Sur son site internet, l’ARCOM annonce des interventions auprès de France 2 et LCI.
L’Arcom a été alertée à la suite d’une séquence de l’émission Quelle époque !, diffusée le 11 mai 2025 sur France 2, durant laquelle Raphaël Pitti, médecin humanitaire, et Thierry Ardisson ont comparé les images des enfants affamés à Gaza à celles des camps de concentration et d’extermination pendant la Seconde Guerre mondiale.
Elle a constaté que la présentation à l’antenne de Raphaël Pitti, désigné en sa seule qualité de médecin humanitaire, alors qu’il occupe le poste de conseiller municipal à Metz (57) et a été candidat aux élections législatives dans la 5e circonscription, ne satisfaisait pas pleinement aux exigences d’honnêteté et de rigueur de l’information qui qui incombent à la chaine.
En conséquence, elle a rappelé à l’éditeur du service la nécessité de donner aux téléspectateurs toute précision utile à la parfaite compréhension de la qualité des intervenants à l’antenne et à la portée de leurs propos.
Par ailleurs, l’Arcom a fait part à la chaine du vif émoi suscité par la comparaison effectuée lors de la séquence en cause, laquelle n’a pas été contextualisée ou mise en perspective par les personnes présentes en plateau.
Si elle a noté les excuses circonstanciées formulées par la chaîne lors de l’émission suivante, l’Arcom lui a toutefois demandé de faire preuve, à l'avenir, d'une vigilance accrue sur la modération requise lors de la diffusion de débats portant sur des sujets d'une telle sensibilité.
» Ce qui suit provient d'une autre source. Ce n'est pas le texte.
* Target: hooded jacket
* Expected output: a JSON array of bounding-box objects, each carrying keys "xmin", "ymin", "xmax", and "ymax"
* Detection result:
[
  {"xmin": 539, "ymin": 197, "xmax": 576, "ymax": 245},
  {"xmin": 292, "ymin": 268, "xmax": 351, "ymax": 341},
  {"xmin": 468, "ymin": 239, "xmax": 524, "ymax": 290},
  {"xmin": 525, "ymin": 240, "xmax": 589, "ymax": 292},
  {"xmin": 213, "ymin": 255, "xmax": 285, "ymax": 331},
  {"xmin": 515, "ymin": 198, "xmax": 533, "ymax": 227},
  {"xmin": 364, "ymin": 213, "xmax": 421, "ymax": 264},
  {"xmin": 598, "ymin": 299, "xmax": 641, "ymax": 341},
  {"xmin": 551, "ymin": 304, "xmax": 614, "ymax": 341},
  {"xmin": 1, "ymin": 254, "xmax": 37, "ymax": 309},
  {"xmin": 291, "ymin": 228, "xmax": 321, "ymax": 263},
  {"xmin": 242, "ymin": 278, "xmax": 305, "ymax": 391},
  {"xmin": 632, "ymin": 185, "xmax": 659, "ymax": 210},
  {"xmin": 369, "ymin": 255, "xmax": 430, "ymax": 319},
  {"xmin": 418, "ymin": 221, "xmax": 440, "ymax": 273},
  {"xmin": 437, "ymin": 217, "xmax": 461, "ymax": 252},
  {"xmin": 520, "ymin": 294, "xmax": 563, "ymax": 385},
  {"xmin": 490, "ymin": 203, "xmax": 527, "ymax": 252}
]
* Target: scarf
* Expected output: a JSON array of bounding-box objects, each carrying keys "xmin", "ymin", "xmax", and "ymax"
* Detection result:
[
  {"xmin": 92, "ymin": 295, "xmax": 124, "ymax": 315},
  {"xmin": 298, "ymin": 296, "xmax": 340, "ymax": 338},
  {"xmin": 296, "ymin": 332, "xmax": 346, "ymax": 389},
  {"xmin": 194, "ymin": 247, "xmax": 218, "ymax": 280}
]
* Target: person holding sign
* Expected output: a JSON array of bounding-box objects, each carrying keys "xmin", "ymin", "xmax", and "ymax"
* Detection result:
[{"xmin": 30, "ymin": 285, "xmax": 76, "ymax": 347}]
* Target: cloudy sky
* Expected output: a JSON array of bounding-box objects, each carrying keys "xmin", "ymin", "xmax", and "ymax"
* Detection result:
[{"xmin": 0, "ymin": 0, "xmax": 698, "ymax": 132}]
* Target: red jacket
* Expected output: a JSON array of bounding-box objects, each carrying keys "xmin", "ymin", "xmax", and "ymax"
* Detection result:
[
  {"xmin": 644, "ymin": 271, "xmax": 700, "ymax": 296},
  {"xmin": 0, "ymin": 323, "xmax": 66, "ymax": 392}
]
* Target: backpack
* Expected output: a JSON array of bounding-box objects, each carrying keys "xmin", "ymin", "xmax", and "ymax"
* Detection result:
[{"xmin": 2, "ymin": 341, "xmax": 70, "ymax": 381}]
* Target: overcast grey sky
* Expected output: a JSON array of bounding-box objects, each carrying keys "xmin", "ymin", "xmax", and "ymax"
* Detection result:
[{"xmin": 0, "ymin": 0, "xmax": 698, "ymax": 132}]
L’Arcom a été alertée à la suite d’une séquence de l’émission Le Grand Dossier, diffusée le 12 mars 2025 sur LCI, durant laquelle un intervenant, au sujet de la guerre en Ukraine, a fait une comparaison avec la période d’occupation française par l’armée allemande.
Si elle a considéré que cette séquence ne caractérisait pas de manquement, l’Autorité a fait part à la chaîne de l’émoi suscité par cette analogie entre des événements relevant de contextes historiques distincts, susceptible d’être perçue comme relativisant ou minorant les crimes de guerre perpétrés pendant l’Occupation de la France par l’Allemagne nazie.
En conséquence, l’Arcom a demandé à l’éditeur du service de faire preuve, à l'avenir, d'une vigilance accrue lors de la diffusion de débats portant sur des sujets d'une telle sensibilité, afin d’éviter toute formulation susceptible de prêter à confusion sur la portée de faits historiques différents et lui a rappelé la responsabilité qui incombe aux éditeurs en matière de maîtrise de leur antenne.